Over the past weekend, I began reading Julia Freeland Fisher’s new book Who You Know: Unlocking Innovations that Expand Students’ Networks. Julia underscores how students are increasingly interacting with professionals from a wealth of industries via video chats and social learning platforms, not just in person.  

How students connect—to one another, to their teachers, and to new adult mentors, industry experts, and role models—stands to shift dramatically in the coming decades,” Fisher says. “These innovations in turn stand to disrupt the limitations ingrained in all students’ inherited networks.”

Until these new channels are more widely available, students should increase efforts to build their networks the old-fashioned way—personal, one-on-one follow up. And there is no better place to start than with speakers who visit your campus.

Mark Hass, professor of practice at Arizona State University, agrees. “Students have a great opportunity when they are at school, not just to learn from their teachers and other mentors, but also to take advantage of the willingness of established professionals to help the next generation launch and advance careers. There is not a single professional I know, including global agency CEOs and Fortune 50 CCOs, who do not welcome a chance to help a student get started. All a qualified student needs to do is ask.”

Besides Mark, I also asked Southeast Missouri State professor Susan Gonders what holds students back from proactively engaging with established professionals. She offered great advice that includes networking outside the classroom.

“The comfort zone for many students is like a sponge – sitting quietly and soaking up whatever comes their way,” Susan explained. “The best opportunities are not likely to seek the sponge. So students who go to conferences should not cling to one another; they should sit next to (and get acquainted with) someone who might network them with a job or internship. When students hear guest speakers, they should take the initiative to thank the speaker. Professionals are flattered to be asked questions, and they usually welcome a student who asks to shadow them for a day. When a career opportunity becomes available, the professional thinks first of the student who connected with him at a conference, or wrote him a thank-you note, or otherwise showed the assertiveness that is essential in building relationships. So students should stop waiting for opportunities to come their way.
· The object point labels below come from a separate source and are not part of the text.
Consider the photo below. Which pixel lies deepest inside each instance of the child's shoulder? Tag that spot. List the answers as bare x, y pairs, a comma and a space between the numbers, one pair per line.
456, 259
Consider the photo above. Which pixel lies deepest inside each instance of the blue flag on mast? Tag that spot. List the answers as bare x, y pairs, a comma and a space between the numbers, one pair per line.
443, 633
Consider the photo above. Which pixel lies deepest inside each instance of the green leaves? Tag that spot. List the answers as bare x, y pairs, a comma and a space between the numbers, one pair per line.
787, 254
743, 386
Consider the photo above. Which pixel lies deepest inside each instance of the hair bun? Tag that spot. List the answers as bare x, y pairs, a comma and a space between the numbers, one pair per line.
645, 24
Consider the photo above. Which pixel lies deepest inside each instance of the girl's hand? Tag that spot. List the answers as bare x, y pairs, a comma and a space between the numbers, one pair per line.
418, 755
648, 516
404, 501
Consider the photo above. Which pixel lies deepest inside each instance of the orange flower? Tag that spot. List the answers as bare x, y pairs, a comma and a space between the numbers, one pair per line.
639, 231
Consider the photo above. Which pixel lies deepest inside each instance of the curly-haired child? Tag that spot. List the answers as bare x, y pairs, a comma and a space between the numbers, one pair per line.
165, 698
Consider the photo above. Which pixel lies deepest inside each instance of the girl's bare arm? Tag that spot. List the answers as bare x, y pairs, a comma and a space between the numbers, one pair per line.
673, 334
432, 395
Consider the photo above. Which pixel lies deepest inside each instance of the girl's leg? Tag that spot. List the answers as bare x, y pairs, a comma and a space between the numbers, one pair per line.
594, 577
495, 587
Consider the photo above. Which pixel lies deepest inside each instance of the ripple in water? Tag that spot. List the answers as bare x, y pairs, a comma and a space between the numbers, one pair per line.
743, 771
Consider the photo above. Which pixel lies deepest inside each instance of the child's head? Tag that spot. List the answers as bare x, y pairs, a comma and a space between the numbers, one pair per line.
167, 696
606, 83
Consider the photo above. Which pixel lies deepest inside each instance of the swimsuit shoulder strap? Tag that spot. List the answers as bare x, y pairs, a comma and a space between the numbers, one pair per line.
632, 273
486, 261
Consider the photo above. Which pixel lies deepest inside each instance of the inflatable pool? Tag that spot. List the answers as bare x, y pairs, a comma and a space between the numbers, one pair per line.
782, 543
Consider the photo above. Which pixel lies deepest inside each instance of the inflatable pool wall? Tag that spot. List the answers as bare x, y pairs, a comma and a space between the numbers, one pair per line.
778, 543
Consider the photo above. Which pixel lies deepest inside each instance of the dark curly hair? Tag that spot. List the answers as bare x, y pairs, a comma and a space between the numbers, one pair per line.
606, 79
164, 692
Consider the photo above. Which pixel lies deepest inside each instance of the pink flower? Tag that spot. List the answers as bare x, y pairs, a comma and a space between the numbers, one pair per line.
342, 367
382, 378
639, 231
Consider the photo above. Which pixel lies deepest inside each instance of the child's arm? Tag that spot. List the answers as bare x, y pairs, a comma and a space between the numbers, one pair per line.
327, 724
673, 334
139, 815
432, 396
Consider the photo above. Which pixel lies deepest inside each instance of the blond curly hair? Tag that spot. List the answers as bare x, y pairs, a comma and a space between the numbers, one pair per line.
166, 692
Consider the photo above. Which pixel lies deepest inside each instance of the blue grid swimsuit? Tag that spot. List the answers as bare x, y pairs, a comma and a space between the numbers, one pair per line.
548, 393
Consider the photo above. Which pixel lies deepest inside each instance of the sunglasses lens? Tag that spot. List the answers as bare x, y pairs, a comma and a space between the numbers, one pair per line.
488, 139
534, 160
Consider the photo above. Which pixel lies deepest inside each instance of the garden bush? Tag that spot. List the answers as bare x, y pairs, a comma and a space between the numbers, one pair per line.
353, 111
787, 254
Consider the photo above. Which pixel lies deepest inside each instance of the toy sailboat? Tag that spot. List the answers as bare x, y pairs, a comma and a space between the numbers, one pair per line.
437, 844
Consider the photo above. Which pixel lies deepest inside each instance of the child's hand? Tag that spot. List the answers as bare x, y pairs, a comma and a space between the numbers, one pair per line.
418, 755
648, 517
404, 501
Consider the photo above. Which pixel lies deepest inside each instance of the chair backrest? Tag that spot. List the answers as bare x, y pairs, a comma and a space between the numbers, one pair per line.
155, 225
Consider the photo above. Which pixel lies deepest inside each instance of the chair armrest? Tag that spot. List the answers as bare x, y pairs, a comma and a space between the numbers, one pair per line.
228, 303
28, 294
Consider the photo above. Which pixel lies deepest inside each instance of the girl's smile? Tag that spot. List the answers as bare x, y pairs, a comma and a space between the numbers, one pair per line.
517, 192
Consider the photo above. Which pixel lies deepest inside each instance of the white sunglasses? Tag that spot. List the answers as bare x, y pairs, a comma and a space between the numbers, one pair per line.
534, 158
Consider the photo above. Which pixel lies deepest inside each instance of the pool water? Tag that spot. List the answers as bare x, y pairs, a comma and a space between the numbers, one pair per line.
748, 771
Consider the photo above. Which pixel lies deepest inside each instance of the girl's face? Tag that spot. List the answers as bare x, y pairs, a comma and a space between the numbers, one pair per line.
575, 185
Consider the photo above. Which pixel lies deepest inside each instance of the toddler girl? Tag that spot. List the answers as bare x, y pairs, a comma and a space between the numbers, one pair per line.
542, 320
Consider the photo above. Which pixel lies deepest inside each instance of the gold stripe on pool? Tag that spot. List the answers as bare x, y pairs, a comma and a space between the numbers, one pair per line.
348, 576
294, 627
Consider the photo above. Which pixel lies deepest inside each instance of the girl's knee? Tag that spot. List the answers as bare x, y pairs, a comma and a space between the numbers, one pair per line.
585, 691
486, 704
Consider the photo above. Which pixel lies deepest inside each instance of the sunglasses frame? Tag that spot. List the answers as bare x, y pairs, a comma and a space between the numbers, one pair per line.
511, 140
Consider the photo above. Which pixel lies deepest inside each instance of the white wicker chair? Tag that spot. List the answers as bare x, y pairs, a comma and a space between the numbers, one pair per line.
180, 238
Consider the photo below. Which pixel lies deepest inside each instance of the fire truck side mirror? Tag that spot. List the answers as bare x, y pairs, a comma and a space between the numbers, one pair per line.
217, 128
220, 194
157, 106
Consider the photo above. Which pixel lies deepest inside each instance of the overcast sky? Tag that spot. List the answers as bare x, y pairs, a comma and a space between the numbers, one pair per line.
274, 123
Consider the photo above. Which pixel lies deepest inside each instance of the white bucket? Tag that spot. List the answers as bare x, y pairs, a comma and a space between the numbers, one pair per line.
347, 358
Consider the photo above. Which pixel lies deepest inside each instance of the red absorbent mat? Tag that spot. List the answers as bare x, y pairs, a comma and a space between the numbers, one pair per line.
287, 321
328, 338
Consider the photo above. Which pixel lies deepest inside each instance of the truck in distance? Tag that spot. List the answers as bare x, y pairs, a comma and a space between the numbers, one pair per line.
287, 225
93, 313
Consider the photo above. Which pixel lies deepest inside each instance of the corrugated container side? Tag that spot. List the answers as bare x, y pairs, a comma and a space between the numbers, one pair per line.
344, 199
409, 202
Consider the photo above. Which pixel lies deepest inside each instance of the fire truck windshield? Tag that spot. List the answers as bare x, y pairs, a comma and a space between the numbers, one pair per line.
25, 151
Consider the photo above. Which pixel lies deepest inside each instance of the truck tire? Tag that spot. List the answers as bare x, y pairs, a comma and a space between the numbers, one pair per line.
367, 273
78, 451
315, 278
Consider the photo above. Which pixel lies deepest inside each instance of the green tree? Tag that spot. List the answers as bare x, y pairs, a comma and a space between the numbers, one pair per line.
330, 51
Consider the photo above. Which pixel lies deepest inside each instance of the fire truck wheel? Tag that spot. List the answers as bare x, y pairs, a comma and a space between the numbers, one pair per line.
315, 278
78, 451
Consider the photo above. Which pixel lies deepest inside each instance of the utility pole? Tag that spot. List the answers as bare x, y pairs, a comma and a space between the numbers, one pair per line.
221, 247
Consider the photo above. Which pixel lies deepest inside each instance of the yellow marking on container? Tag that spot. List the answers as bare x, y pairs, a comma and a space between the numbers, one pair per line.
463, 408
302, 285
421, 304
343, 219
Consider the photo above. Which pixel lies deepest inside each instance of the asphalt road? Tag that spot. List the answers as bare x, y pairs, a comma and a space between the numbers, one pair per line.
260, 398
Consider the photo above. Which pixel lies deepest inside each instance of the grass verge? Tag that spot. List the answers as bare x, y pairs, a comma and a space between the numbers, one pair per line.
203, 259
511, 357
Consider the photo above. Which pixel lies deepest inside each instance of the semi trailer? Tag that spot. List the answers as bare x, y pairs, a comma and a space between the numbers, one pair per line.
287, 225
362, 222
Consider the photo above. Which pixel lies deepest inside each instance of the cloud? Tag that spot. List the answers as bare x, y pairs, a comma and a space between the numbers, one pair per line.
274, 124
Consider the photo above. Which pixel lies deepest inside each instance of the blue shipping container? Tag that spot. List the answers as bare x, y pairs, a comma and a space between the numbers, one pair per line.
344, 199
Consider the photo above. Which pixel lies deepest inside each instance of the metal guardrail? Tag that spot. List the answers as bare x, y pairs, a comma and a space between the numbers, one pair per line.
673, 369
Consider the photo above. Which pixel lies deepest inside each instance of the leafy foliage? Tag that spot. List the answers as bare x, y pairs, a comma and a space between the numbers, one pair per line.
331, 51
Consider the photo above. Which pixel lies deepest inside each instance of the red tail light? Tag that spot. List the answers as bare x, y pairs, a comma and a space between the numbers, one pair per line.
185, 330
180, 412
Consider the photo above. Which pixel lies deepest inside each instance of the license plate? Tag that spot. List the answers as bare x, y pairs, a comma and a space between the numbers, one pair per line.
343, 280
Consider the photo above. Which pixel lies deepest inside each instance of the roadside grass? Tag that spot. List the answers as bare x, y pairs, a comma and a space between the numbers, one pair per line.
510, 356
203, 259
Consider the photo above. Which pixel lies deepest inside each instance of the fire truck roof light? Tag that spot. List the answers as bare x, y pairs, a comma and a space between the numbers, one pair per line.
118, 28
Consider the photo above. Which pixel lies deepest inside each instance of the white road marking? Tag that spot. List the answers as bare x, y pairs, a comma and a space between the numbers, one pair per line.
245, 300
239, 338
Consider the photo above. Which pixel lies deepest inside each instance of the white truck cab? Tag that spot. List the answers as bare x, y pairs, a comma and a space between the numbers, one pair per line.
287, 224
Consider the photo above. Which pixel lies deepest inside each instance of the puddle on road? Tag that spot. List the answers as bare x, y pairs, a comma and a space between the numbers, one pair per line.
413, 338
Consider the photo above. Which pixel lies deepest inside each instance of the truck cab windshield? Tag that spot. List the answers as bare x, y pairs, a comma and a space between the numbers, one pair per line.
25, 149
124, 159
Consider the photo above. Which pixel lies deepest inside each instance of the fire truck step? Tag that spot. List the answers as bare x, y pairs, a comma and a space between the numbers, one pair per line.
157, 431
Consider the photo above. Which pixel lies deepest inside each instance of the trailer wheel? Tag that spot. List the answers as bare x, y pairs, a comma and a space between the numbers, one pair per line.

They should reach for those opportunities.”

Pat Ford, professional in residence at the University of Florida and former vice chair of Burston-Marsteller, offers these valuable insights for high-potential young pros and future pros:

“Many of us spend a great deal of time and effort to create opportunities for students and young professionals but perhaps not enough time in teaching how to recognize and seize opportunities. Even the best opportunities are often hard to recognize; I sometimes wish they would come wrapped in a Tiffany box with ‘how-to’ instructions inside. But, alas, they don’t.
“Harold Burson likes to talk about the importance of ‘defining moments.’ We all have them in our lives, but are we aware of them when they arise? And do we have the initiative and ambition and courage to take a chance and seize them?
“I know I squandered numerous opportunities early in my career because I didn’t realize what various mentors — or potential mentors — were trying to do to help me and thus I didn’t want to impose. That realization is part of what drives me later in my career to be more proactive about how I mentor high-potential PR pros and future pros. At some point, however, they need to want to accept that help.”